These are not directly protocol-related, but are likely to impact many developers, so we wanted to give a heads up on these.

Harassment Mitigations: additional controls and mechanisms to reduce the prevalence, visibility, and impact of abusive mentions and replies, particularly coming from newly created single-purpose or throw-away accounts. May expand on the existing thread-gating and reply-gating functionality.

Post Embeds: the ability to embed Bluesky posts in external public websites. Including oEmbed support. This has already shipped! See embed.bsky.app

Basic "Off-Protocol" Direct Messages (DMs): having some mechanism to privately contact other Bluesky accounts is the most requested product feature. We looked closely at alternatives like linking to external services, re-using an existing protocol like Matrix, or rushing out on-protocol encrypted DMs, but ultimately decided to launch a basic centralized system to take the time pressure off our team and make our user community happy. We intend to iterate and fully support E2EE DMs as part of atproto itself, without a centralized service, and will take the time to get the user experience, security, and privacy polished. This will be a distinct part of the protocol from the repository abstraction, which is only used for public content.

Better GIF and Video support: the first step is improving embeds from external platforms (like Tenor for GIFs, and YouTube for video). Both the post-creation flow and embed-view experience will be improved.

Feed Interaction Metrics: feed services currently have no feedback on how users are interacting with the content that they curate. There is no way for users to tell specific feeds that they want to see more or less of certain kinds of content, or whether they have already seen content. We are adding a new endpoint for clients to submit behavior metrics to feed generators as a feedback mechanism. This feedback will be most useful for personalized feeds, and less useful for topic or community-oriented feeds. It also raises privacy and efficiency concerns, so sending of this metadata will both be controlled by clients (optional), and will require feed generator opt-in in the feed declaration record.

Topic/Community Feeds: one of the more common uses for feed generators is to categorize content by topic or community. These feeds are not personalized (they look the same to all users), are not particularly "algorithmic" (posts are either in the feed or not), and often have relatively clear inclusion criteria (though they may be additionally curated or filtered). We are exploring ways to make it easier to create, curate, and explore this type of feed.

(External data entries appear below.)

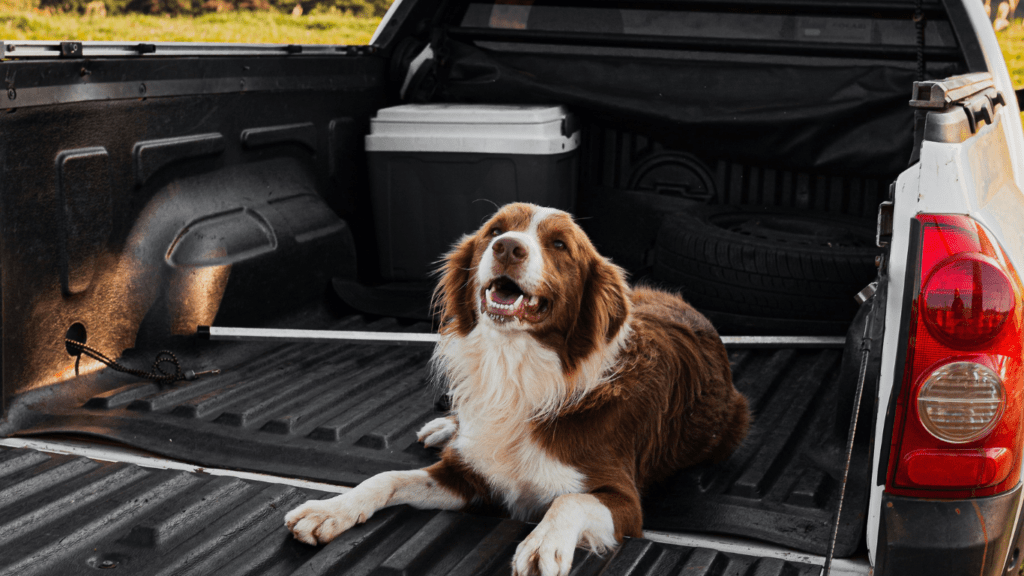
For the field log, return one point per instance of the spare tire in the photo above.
(767, 262)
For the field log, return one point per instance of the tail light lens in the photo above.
(956, 422)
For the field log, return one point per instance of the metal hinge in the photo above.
(884, 232)
(94, 49)
(957, 107)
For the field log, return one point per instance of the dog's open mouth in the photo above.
(505, 301)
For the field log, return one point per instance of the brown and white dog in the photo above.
(570, 394)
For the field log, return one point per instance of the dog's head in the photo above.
(532, 269)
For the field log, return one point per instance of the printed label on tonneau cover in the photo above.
(853, 31)
(510, 13)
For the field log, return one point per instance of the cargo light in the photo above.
(956, 424)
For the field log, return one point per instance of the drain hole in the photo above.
(77, 333)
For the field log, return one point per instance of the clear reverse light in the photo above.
(961, 402)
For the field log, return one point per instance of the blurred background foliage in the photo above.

User/Labeler Messaging: currently, independent moderators have no private mechanism to communicate with accounts which have reported content, or account which moderation actions have been taken against. All reports, including appeals, are uni-directional, and accounts have no record of the reports they have submitted. While Bluesky can send notification emails to accounts hosted on our own PDS instance, this does not work cross-provider with self-hosted PDS instances or independent labelers.

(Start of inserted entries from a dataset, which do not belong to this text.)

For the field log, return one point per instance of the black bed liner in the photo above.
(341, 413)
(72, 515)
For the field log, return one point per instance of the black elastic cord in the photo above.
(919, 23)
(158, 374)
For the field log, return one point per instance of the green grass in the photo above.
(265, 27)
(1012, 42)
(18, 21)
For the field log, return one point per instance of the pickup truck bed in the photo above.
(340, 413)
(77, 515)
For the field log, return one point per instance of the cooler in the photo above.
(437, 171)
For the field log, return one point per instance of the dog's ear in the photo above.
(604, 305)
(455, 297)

Protocol Stability Milestone

A lot of progress has been made in recent months on the parts of the protocol relevant to large-scale public conversation. The core concepts of autonomous identity (DIDs and handles), self-certifying data (repositories), content curation (feed generators), and stackable moderation (labelers) have now all been demonstrated on the live network.

While we will continue to make progress on additional objectives (see below), we feel we are approaching a milestone in development and stability of these components of the protocol. There are a few smaller tasks to resolve towards this milestone.

Takedowns: we have a written proposal for how content and account takedowns will work across different pieces of infrastructure in the network. Takedowns are a stronger intervention that complement the labeling system. Bluesky already has mechanisms to enact takedowns on our own infrastructure when needed, but there are some details of how inter-provider takedown requests are communicated.

Remaining Written Specifications: a few parts of the protocol have not been written up in the specifications at atproto.com.

Guidance on Building Apps and Integrations: while we hope the protocol will be adopted and built upon in unexpected ways, it would be helpful to have some basic pointers and advice on creating new applications and integrations. These will probably be informal tutorials and example code to start.

Account and Identity Firehose Events: while account and identity state are authoritatively managed across the DID, DNS, and PDS systems, it is efficient and helpful for changes to this state to be broadcast over the repository event stream ("firehose"). The semantics and behavior of the existing #identity event type will be updated and clarified, and an additional #account event type will be added to communicate PDS account deletion and takedown state to downstream services (Relay, and on to AppView, feed generator, labelers, etc). Downstream services might still need to resolve state from an authoritative source after being notified on the firehose.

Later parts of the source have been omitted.